Run an Academic LM Harness Eval#

Learn how to perform a simple evaluation using the following components:

Note

The time to complete this tutorial is approximately 15 minutes. In this tutorial, you run an evaluation job. For more information on evaluation job duration, refer to Expected Evaluation Duration.

Prerequisites#

  1. Set up Evaluator before following this tutorial. Refer to the Demo Cluster Setup on minikube or production deployment guides for the platform and Evaluator individually.

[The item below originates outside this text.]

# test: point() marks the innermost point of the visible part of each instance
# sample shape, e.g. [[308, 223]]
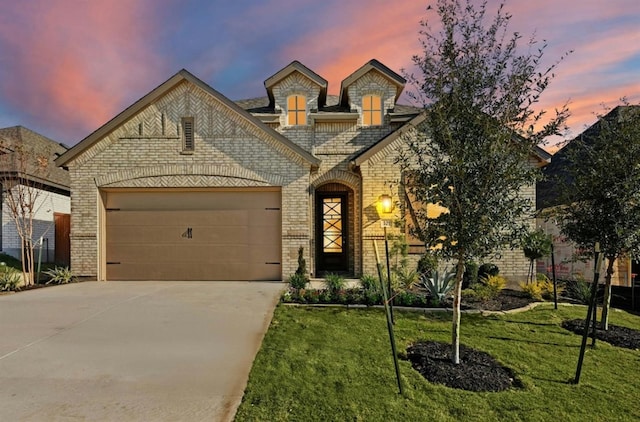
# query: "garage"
[[214, 234]]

  2. This tutorial uses a model tokenizer from Hugging Face which requires:

  3. Store the service URL to use it in your code; the URL of the evaluator service depends on where you deploy Evaluator and how you configure it.

    Important

    Replace the variable values below. For your full service URL include the appropriate protocol (http:// or https://) before you run this code.

    from nemo_microservices import NeMoMicroservices
    
    # Set variables and initialize the client
    EVALUATOR_BASE_URL = "http(s)://<your evaluator service endpoint>"
    NIM_BASE_URL = "http(s)://<your NIM service URL>"
    HF_TOKEN = "<your readonly Hugging Face token>"
    
    client = NeMoMicroservices(
        base_url=EVALUATOR_BASE_URL
    )
    
    export EVALUATOR_BASE_URL="http(s)://<your evaluator service endpoint>"
    export NIM_BASE_URL="http(s)://<your NIM service URL>"
    export HF_TOKEN="<your readonly Hugging Face token>"
    

1. Create a job#

The following example illustrates the creation of an evaluation job created within a specified namespace (my-organization) and made up of two components:

  • target – the model under evaluation

  • config – specifies the evaluation to perform and its parameters

When you call the API to create the job, the evaluation starts automatically.

Important

When using chat templates (apply_chat_template: true), we must also configure the Hugging Face tokenizer:

  1. Set tokenizer_backend: "hf" to use the Hugging Face tokenizer

  2. Set tokenizer to the appropriate Hugging Face model ID (e.g. “meta-llama/Llama-3.2-3B-Instruct”)

  3. Set hf_token to your Hugging Face access token (required for most model tokenizers)

  4. Ensure you’ve accepted the license agreement for the model on Hugging Face and access has been granted

v2 (Preview)#

Warning

v2 API Preview: The v2 API is available for testing and feedback but is not yet recommended for production use. Breaking changes may occur before the stable release.

The v2 API introduces a spec envelope at the top level.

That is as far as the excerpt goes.